Ordo was impressed at the speed with which most of the crowd melted away. The resistantly curious hung around in small groups.

“You don't want to see this,” Jusik said.

They paused, and then walked away. A CSF incident support vessel skimmed across the strip and hovered for a moment beside Jusik. The pilot leaned a little way out of the hatch. “Never seen mind influence in action before, sir. Thank you.”

“I wasn't using the Force,” Jusik said.

Ordo found a new reason to like this Jedi every day. He took the war as personally as Kal'buir did.

A thickset man in gray tunic waved to them from the inner cordon, where a large group of civilians and hovercams waited. Captain Jailer Obrim wasn't wearing his Senate Guard finery any longer. Ordo knew him well: since they'd worked together with Omega Squad on the spaceport siege, Obrim's time had been increasingly taken up with counterterrorism duties. He was seconded to CSF now, but they still didn't seem able to persuade him to wear the blue uniform.

“Can you influence the media to go away, General?” Ordo said. “Or shall I do it manually?”

The CSF forensics investigation team was still picking a slow and careful path through the debris of the entrance to Bravo Eight when Ordo and Jusik reached the cordon. Set back ten meters from the inner cordon was a screen of white plastoid sheet with the CSF badge repeated across its surface: the worst debris had been screened from the cams and prying eyes.

It was grim work for civilian police. Ordo knew that they had neither the expertise nor the numbers to handle what was happening lately. And how did they cope with the things they saw if they hadn't been trained to deal with them from childhood, as he had? For a moment he felt pity.

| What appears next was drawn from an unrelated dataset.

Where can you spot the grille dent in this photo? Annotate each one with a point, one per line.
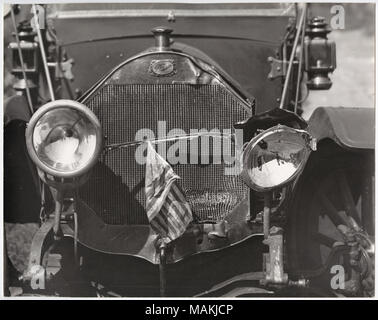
(115, 190)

But there was work to do. Ordo flicked on the voice projection of his helmet with a quick eye movement. “Mind your backs, please.”

An HNE crew and a dozen other media representatives—some wets, as Skirata called organic life-forms, some tinnies, or droids—formed a cautious audience for the grisly aftermath of the explosion. They parted instantly, even before they looked around and saw Ordo striding toward them. Then they gave him an even wider berth. An ARC trooper cut an imposing figure, and a captain—marked in the brilliant scarlet that subconsciously said danger to many humanoid species—cleared a big path.

Obrim deactivated a section of the cordon to let Jusik and Ordo pass.

“This is General Bardan Jusik,” Ordo said. “He's one of us. Can he wander around and assess the site?”

Obrim looked Jusik up and down with the air of a man who believed more in hard data than the Force. “Of course he can. Mind the evidence markers, sir.”

“I'll be cautious,” Jusik said, meshing his fingers in front of him to do that little Jedi bow that Ordo found fascinating. Sometimes Jusik was one of the boys, and sometimes he was ancient, wisely sober, another creature entirely. “I won't contaminate evidence.”

Obrim waited for him to walk away and turned to Ordo. “Not that it'd matter. The forensic is getting us nowhere. Maybe we need the Mystic Mob to give us a break. How are you, anyway?”

“Focused. Very focused.”

“Yes, your boss is pretty focused, too. He can curse the slime off a Hutt, that man.”

“He takes all casualties personally, I'm afraid.”

“I know what you mean. I'm sorry about your boys, by the way. They catch it coming and going, don't they?”